İşte uyulması gereken yol budur. Bu, ta’tîl ehli ile temsîl ehli arasındaki orta yoldur. Bu yolun gerekliliğini akıl ve nakil kanıtlamaktadır:
Aklın Kanıtı: Akıl, Allah-u Teâlâ için gerekli, câiz ve imkansız şeylerin ancak nakil yoluyla öğrenilebileceğini bilir. İşte bundan dolayı, bu konuda naklin; Allah için saptadığı sıfatları saptamak ve O’na uygun görmediği sıfatları reddetmek gerektiği gibi hakkında hiçbir şey söylemediği hususlarda da susarak nakle uymak gerekir.
Naklin Kanıtı: Bu konuda yalnız nakle başvurmanın zorunluluğunu Allah’ın şu buyrukları kanıtlamaktadır:
1- “En güzel isimler (el-esmâü’l-hüsnâ) Allah’ındır. O halde O’na o güzel isimlerle dua edin. Onun isimleri hakkında eğri yola (ilhâda) sapanları bırakın. Onlar yapmakta olduklarının (yâni ilhâdlarının) cezasına çarptırılacaklardır.” (A’râf, 180)
2- “O’nun benzeri hiçbir şey yoktur. O işitendir, görendir.” (Şûrâ, 11)
3- “Hakkında bilgin bulunmayan şeylerin ardına düşme.” (İsrâ, 36)
İlk ayet, tahrîf ve ta’tîle kaçmadan Allah’ın bildirdiği sıfatları kabul etmenin gereğini gösterir. Çünkü tahrîf ve ta’tîl, ilhâdın pek çok şeklinden yalnızca ikisidir.15
İkinci ayet, temsîli reddetmenin gerekliliğini gösterir.
Üçüncü ayet, tekyîfi reddetmenin gerekliliğiyle, hakkında olumlu ya da olumsuz bir şeyin gelmediği hususlarda susmanın gerekliliğini gösterir.
Allah hakkında sâbit olan tüm sıfatlar, kemâl (olgunluk) sıfatlarıdır. Allah’a bunlarla hamdedilir ve bunlarla Allah övülür. Hiçbir bakımdan bu sıfatlarda bir eksiklik yoktur. Allah-u Teâlâ hakkında sâbit olan tüm kemâl (olgunluk) sıfatları en olgun sıfatlardır.
Allah’ın kendisi hakkında reddettiği her sıfat, O’nun zorunlu olgunluğuna aykırı olan eksiklik sıfatıdır. Allah-u Teâlâ’nın kemâlinin gereği, eksiklik bildiren bütün sıfatlar O’nun hakkında imkansızdır.
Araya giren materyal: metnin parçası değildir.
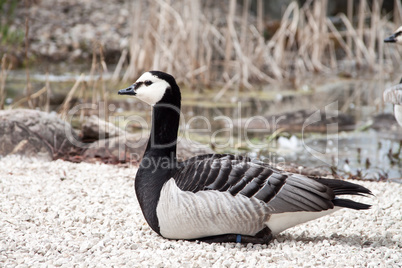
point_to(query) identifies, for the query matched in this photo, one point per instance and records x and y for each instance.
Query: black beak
(128, 91)
(391, 39)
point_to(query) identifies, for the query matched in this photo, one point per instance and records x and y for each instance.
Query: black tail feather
(340, 187)
(344, 187)
(346, 203)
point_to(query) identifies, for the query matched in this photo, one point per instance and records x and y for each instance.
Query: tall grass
(199, 43)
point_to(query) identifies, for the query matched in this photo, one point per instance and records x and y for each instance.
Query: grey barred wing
(234, 174)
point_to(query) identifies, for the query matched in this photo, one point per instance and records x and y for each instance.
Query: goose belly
(188, 215)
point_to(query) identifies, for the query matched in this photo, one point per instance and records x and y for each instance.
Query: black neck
(159, 162)
(165, 125)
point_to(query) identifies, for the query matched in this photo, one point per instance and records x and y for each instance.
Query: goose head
(396, 37)
(154, 87)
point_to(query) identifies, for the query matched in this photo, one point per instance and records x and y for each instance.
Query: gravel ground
(64, 214)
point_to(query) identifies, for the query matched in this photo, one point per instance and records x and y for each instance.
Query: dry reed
(200, 45)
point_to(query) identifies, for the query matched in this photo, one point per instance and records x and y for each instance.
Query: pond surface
(213, 118)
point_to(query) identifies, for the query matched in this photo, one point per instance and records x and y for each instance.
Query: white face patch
(151, 89)
(399, 37)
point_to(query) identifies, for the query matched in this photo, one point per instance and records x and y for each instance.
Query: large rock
(95, 128)
(115, 145)
(131, 147)
(34, 133)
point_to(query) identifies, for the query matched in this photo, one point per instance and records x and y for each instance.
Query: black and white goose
(394, 94)
(220, 197)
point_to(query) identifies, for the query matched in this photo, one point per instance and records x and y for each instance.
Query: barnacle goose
(220, 197)
(394, 94)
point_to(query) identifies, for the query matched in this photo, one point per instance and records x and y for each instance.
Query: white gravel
(64, 214)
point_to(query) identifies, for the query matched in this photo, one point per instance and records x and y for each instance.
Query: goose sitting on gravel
(394, 94)
(220, 197)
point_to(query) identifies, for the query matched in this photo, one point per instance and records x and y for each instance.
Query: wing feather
(283, 192)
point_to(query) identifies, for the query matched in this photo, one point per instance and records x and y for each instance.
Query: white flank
(187, 215)
(153, 93)
(282, 221)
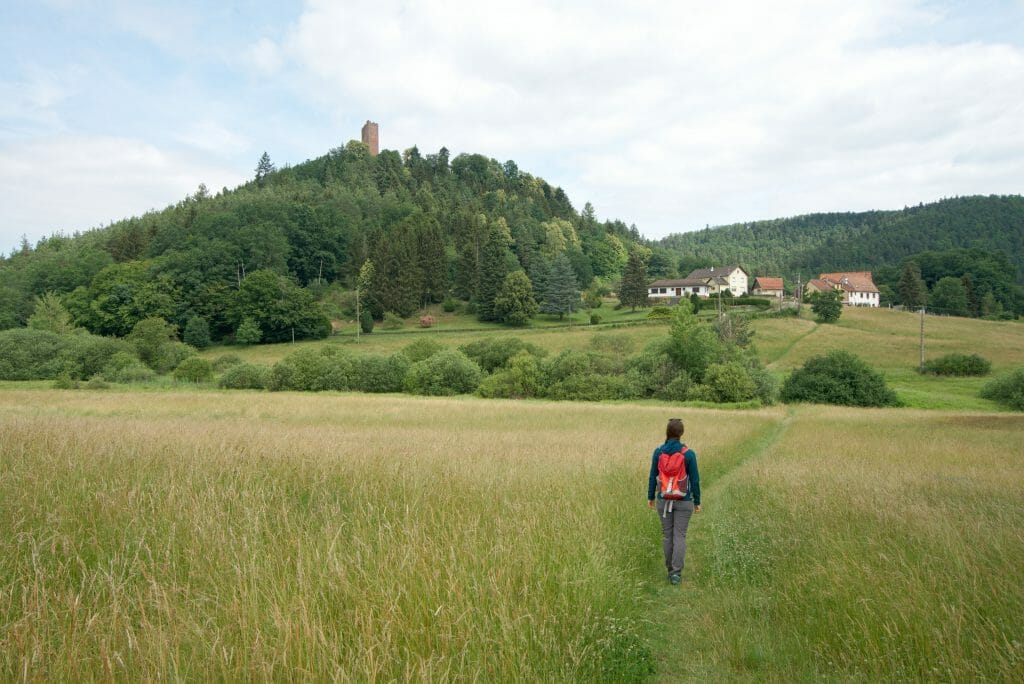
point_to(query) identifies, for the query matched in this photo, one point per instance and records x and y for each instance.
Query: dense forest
(280, 256)
(270, 252)
(976, 240)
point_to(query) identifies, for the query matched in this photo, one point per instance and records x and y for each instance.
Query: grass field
(888, 340)
(183, 535)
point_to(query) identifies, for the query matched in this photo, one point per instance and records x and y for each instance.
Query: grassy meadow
(238, 536)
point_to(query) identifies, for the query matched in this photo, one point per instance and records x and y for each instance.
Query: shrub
(125, 367)
(767, 385)
(85, 355)
(957, 365)
(366, 322)
(245, 376)
(759, 302)
(197, 333)
(495, 352)
(224, 361)
(840, 378)
(150, 337)
(677, 389)
(248, 332)
(31, 354)
(589, 388)
(658, 312)
(615, 343)
(827, 306)
(520, 380)
(565, 365)
(65, 381)
(1008, 389)
(194, 369)
(312, 370)
(376, 373)
(445, 373)
(651, 371)
(171, 355)
(422, 349)
(729, 382)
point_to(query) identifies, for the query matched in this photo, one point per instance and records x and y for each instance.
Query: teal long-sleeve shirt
(689, 458)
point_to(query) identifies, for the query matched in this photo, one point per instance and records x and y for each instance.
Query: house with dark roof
(857, 287)
(719, 279)
(677, 288)
(765, 286)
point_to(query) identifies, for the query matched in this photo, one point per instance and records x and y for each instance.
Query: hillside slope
(865, 241)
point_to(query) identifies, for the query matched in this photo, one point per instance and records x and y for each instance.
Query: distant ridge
(864, 241)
Allah’ın, kendisi hakkında reddettiği sıfattan kastedilen, olumsuz anlam içeren o sıfatın reddedilerek onun en mükemmel karşıtının kabul edilmesidir. Çünkü olumsuzluk olgunluk göstermez ki olumlu bir övgü sıfatı içermiş olsun. Bir şeyin olmamasının (yâni olumsuz olmasının) nedeni acziyet (güç yetirememe) olabilir ki bu durumda bu olumsuzluk şâirin16 şu sözünde olduğu gibi, bir eksikliktir:
Anlaşmayı bozup hıyânet etmeyen ve insanlara hardal tanesi kadar zulmetmeyen bir kabilecik.17
Ya da “Duvar zulmetmez”18 şeklinde söylenen sözdeki gibi bir şey yeteneksizliğinden dolayı olumsuz yapılır ki bu takdirde övgüyü haketmez.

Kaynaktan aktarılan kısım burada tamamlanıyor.